President Renu Khator Unveils Bold New Initiatives for UH During Investiture

Khator Officially Takes Helm as University’s Leader in Moving Ceremony Attended by Host of Dignitaries
A new era of leadership was ushered in today (Nov. 7) in an inspiring ceremony at Cullen Performance Hall that formally endowed University of Houston President Renu Khator with the powers and responsibilities of the office.

The event, attended by an estimated 1,500 members of the university community and a host of international, federal, state and local dignitaries, marked her entrance onto the academic stage of national and global leadership as the UH System’s eighth chancellor and UH’s 13th president.

“I’m impressed by her intellect, contagious enthusiasm, creativity and, yes, by her dogged determination to take this university and make it a Tier-One university,” Texas Lt. Gov. David Dewhurst said. He added that as the state’s population doubles over the next 20 years, “We will need a third Tier-One university. As a Houstonian, I think this (university) would be a great choice.”

Also attending the ceremony was Houston Mayor Bill White, who said, “The University of Houston is the most important singular institution in the city. I commit to you to help you (Khator) lift the university even higher. The 2.2 million people in Houston stand behind you and the University of Houston.”

Khator, who began her tenure in January, outlined a bold new vision for the University of Houston, declaring its first priority to be student success.

“We pledge that, as a system of higher education, we will provide access to students from all backgrounds, living in any part of the region and the state, and having any level of educational aspirations,” she said. “We pledge that their educational experience will be top-tier, and their training will be globally competitive.”

Khator dedicated the investiture “to our students and their dreams, and (we) pledge to raise $100 million toward the goal of student success.” Illustrating the university’s resolve on this issue, as well as the generosity of its donors, alumni and friends, Khator announced that $1 million toward this goal already has been raised through a single scholarship event – unprecedented in the history of the university.

She also announced four strategic initiatives aimed at the pursuit of excellence and the attainment of top-tier status for the university:

  • The UH Energy Initiative will bring together 70 of the university’s top faculty from eight colleges, 14 centers and institutes, and multiple disciplines to pursue the highest and the broadest level of energy research, including fossil fuels, biofuels, wind and solar.
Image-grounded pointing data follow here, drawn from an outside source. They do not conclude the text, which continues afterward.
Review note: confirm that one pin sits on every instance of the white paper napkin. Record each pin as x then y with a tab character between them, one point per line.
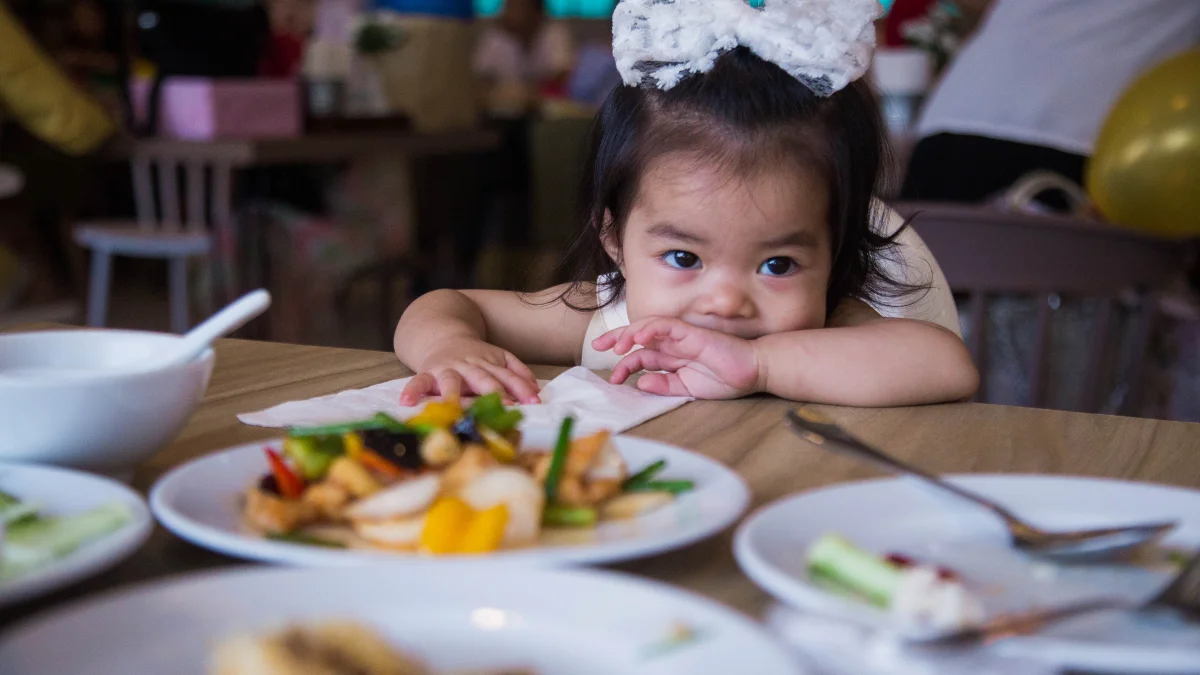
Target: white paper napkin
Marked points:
829	646
594	402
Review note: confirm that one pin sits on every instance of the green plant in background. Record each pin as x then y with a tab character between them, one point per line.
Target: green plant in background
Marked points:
376	39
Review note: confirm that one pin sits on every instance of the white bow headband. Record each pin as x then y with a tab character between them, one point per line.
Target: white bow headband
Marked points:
823	43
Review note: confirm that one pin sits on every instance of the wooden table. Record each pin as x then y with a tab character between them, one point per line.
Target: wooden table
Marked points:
747	435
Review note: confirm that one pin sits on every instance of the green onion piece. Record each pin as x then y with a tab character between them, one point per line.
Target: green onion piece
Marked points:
305	539
381	420
505	420
673	487
643	476
557	515
558	460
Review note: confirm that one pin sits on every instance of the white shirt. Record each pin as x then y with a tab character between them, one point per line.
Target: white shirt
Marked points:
916	264
1047	72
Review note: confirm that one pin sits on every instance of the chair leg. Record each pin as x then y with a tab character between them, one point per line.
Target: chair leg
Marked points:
99	287
178	290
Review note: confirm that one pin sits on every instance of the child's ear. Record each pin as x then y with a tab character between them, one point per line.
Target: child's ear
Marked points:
611	240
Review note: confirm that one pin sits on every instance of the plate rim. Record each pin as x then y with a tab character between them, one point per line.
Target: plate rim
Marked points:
803	597
280	553
87	561
767	641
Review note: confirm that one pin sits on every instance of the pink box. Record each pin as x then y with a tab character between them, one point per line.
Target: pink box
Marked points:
198	108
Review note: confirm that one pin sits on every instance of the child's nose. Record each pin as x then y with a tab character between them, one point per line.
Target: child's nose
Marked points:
726	300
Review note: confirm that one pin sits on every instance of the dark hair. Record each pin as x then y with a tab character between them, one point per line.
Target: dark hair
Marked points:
743	114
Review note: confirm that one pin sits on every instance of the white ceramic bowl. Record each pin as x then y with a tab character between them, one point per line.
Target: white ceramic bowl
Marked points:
106	423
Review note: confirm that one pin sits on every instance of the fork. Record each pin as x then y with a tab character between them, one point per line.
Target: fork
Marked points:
1181	596
1077	545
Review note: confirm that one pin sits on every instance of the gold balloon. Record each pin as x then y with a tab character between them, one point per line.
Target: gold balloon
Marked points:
1145	171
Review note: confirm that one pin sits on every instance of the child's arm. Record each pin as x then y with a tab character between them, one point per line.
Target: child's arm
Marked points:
477	341
861	359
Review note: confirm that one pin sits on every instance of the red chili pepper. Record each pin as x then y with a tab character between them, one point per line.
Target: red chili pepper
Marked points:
291	485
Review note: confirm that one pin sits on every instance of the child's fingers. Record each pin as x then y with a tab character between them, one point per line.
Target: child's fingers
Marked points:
449	383
478	380
520	388
663	329
643	359
664	384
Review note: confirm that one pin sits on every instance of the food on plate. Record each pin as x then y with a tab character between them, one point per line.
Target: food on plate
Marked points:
450	481
340	647
30	539
917	593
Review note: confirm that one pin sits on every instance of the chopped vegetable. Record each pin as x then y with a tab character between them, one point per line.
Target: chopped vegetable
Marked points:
558	458
837	560
33	542
289	484
485	531
402	449
381	420
645	476
441	448
312	455
13	509
673	487
375	461
499	446
558	515
445	525
490	411
353	476
305	539
438	413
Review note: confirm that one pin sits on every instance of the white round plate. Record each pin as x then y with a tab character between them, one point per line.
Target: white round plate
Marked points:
555	622
905	517
63	491
199	501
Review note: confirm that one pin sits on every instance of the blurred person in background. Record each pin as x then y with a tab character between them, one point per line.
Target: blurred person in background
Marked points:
49	125
520	58
1032	87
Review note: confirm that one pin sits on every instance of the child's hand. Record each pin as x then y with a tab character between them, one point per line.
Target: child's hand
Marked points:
472	366
700	363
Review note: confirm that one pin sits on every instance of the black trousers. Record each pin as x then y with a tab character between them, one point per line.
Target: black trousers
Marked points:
955	167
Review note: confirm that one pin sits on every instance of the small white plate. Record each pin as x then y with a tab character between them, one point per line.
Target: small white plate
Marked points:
905	517
199	501
64	491
557	622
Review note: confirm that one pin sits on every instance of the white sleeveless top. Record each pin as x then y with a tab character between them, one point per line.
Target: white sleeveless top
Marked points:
916	266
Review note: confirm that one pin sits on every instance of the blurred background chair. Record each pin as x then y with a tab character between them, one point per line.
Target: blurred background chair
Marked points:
174	222
991	256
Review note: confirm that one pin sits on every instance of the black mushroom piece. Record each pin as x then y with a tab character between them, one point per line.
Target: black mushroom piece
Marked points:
402	448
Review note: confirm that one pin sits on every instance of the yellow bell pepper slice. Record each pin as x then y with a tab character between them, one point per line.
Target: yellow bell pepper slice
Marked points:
445	526
485	531
438	413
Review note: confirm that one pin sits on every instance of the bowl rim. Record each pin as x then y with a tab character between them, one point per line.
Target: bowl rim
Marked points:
203	360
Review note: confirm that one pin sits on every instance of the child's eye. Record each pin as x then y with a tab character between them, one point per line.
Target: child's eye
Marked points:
778	267
682	260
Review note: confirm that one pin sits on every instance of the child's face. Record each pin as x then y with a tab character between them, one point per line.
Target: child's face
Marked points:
743	255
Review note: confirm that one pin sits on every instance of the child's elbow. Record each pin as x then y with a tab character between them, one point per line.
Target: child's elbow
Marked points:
961	375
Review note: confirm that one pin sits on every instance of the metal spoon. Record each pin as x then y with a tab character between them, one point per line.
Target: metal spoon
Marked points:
1078	545
1180	597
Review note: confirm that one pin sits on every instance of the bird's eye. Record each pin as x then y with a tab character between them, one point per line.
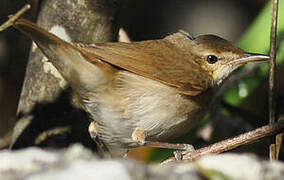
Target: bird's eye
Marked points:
211	59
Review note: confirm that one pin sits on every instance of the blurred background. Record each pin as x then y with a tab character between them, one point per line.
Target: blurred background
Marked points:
244	22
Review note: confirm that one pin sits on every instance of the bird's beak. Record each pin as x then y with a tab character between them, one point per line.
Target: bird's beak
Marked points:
249	57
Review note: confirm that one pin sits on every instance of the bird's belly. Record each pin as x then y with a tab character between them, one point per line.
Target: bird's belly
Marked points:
136	101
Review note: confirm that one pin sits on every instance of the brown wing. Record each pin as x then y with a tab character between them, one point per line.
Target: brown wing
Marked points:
156	59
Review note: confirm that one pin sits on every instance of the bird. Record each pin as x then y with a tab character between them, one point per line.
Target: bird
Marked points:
142	92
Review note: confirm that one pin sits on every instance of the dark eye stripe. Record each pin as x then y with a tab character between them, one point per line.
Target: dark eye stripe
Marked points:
211	59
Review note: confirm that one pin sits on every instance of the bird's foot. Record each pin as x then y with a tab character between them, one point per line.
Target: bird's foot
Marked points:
178	154
93	131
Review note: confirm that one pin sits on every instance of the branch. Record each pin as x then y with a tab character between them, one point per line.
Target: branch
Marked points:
272	116
232	143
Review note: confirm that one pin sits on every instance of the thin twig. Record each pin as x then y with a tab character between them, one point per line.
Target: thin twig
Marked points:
14	17
272	116
232	143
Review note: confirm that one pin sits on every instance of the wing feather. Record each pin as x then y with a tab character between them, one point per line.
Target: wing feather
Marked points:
155	59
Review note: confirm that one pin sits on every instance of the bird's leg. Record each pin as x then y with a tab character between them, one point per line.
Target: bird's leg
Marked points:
139	135
93	131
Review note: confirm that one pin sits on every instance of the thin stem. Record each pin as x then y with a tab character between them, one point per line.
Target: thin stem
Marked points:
14	17
232	143
272	116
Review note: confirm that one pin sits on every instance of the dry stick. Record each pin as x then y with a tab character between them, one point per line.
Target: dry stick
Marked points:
272	118
232	143
14	17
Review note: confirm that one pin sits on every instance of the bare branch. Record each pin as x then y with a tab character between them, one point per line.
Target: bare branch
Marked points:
272	116
232	143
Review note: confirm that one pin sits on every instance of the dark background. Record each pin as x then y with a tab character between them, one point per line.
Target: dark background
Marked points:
142	20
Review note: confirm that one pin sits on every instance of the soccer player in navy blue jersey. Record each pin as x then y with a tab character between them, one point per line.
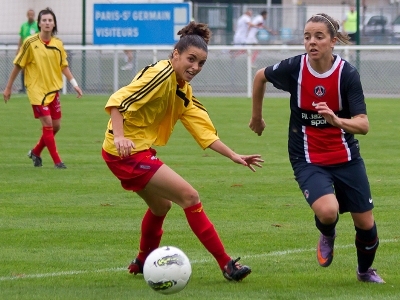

Khator also announced the establishment of the Presidential Energy Advisory Board. “In partnership with our faculty-led Energy Alliance, the board will guide the University of Houston’s multi-million dollar investment in the field of energy and our desire to become the premier energy university of the nation,” she said.
  • The UH Health Initiative will expand the university’s presence and its partnerships with Texas Medical Center institutions, filling gaps that currently exist and advancing strengths already in place. “I am pleased to announce we are launching the UH Health Initiative with the recruitment, in the next few weeks, of a mega cluster headed by a member of the National Academy of Sciences,” Khator said.
  • The UH Arts Initiative will position the University of Houston as a world-class arts destination and as a national innovator in commissioning new work, employing and training thousands of artists and sponsoring world-class arts series. “We pledge to expand and strengthen our partnerships with area theaters, museums, performance venues and arts organizations,” Khator said. “Alongside, our faculty will strive for excellence in the liberal arts by pursuing a chapter of the Phi Beta Kappa.”
  • The Star Initiative will complement the university’s existing commitment to strengthen its centers of excellence, which
    Khator called “our star programs” – nationally ranked programs that include entrepreneurship, health law, optometry, hotel and restaurant management, social work, psychology, chemical engineering, music, management and creative writing. “Under the fourth initiative, we plan to make our stars shine even brighter,” she said.

The twin goals of student success and global competiveness, Khator said, would provide Houston and Texas with a better and more skilled workforce, an empowered community, better-prepared corporate and community leaders, a strong and stable economy, a competitively educated state population and true global reach and impact.

She also pledged a renewed emphasis beyond the classroom, including building a stronger athletics program, more residence halls, a better stadium, a more vibrant student life and more parking on campus.

“How will this bold vision become a reality? It will take this entire community to build a great university,” Khator said. “Your commitment and passion have the power to transform the University of Houston and make it a nationally and globally competitive university. To dream anything less is to shortchange our students, our region and our state.”

Khator is the first Indian-born president to take the helm of a major research institution, the University of Houston’s second female president, and the third person to hold the dual title of UH System chancellor and UH president.